Шрифт:
Интервал:
Закладка:
Сидя за своим заваленным бумагами столом, я смотрю в окно, туда, где раньше стоял могучий вяз и не стоит более. Как говорится, будто вчера стоял. Как мы, как наш "роман" — срублен под корень. Задумчив, я гляжу, и разматывается передо мною клубок времени, и постепенно воскресают в памяти те наши два дня в помятом гнездышке, на влажных наволочках и простынях. Два баснословных дня… ну а потом? Потом я воротился восвояси, ты воротилась восвояси. Но почему?

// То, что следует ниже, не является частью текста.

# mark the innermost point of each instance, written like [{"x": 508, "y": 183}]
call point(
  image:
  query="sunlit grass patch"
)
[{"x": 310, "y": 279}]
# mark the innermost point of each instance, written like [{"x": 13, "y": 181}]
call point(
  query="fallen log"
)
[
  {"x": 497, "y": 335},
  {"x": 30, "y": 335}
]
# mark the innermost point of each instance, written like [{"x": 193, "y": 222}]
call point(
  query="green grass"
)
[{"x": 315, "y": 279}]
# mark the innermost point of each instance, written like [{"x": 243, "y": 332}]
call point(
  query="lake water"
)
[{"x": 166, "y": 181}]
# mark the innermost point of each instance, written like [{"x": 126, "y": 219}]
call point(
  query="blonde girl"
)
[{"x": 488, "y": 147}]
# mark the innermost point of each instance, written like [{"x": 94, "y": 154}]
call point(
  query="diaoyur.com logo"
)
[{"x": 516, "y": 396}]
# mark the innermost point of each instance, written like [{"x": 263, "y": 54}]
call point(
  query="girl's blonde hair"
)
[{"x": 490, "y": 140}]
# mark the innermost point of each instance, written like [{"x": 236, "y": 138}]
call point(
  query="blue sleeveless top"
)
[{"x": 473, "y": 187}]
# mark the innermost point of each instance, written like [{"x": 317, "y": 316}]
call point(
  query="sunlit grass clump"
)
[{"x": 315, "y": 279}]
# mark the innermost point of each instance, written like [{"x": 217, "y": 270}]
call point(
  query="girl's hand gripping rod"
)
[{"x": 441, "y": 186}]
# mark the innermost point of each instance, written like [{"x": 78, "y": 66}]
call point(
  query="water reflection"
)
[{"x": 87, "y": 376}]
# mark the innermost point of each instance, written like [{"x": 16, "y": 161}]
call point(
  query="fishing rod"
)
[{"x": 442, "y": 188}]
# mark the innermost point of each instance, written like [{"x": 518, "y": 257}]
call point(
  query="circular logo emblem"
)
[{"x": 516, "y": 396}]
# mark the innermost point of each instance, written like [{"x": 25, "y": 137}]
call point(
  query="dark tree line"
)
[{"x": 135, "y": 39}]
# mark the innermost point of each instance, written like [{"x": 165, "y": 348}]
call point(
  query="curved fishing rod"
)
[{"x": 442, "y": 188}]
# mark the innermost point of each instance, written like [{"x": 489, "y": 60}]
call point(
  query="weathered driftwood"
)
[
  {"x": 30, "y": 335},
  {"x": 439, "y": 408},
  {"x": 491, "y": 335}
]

Я вот все думаю, Анита, задаешь ли ты себе порой этот вопрос, как я сейчас, глядя в окно на унылый или веселый вид (а может, то и сё одновременно, вид — он же такой в полосочку, мне часто теперь кажется, — как солнечное поле, и по нему скользят, скользят тени облаков). Если да, спроси себя безотлагательно, что нас заставило расстаться? Неужто и впрямь нас вело только чувство долга по отношению к тем, кому мы дали беспечные обеты любви, в какой не властны сами? Знаю, да, мы добросовестно себя в этом убеждали. Помню, уже в аэропорту, в то воскресенье, под вечер, мы ждем отбытия наших разных самолетов — мне лететь на запад, тебе на юг, — и ты говоришь: "Бедный Рик", я говорю: "Бедная Джолли". Какими мы себя чувствовали самоотверженными, благородными, как мы себя жалели. И вот — последний поцелуй, неловкий, быстрый: нас уже теснят, толкают, рвутся на посадку. Я только раз оглядываюсь с гудрона. Вижу лица, лица, лица смотрят с терминала, нелепо расплющив носы и губы о стекло, понять нельзя, которое из лиц твое, и потому я посылаю воздушные поцелуи всем по очереди, всем подряд. Вот ты, наверно, удивлялась.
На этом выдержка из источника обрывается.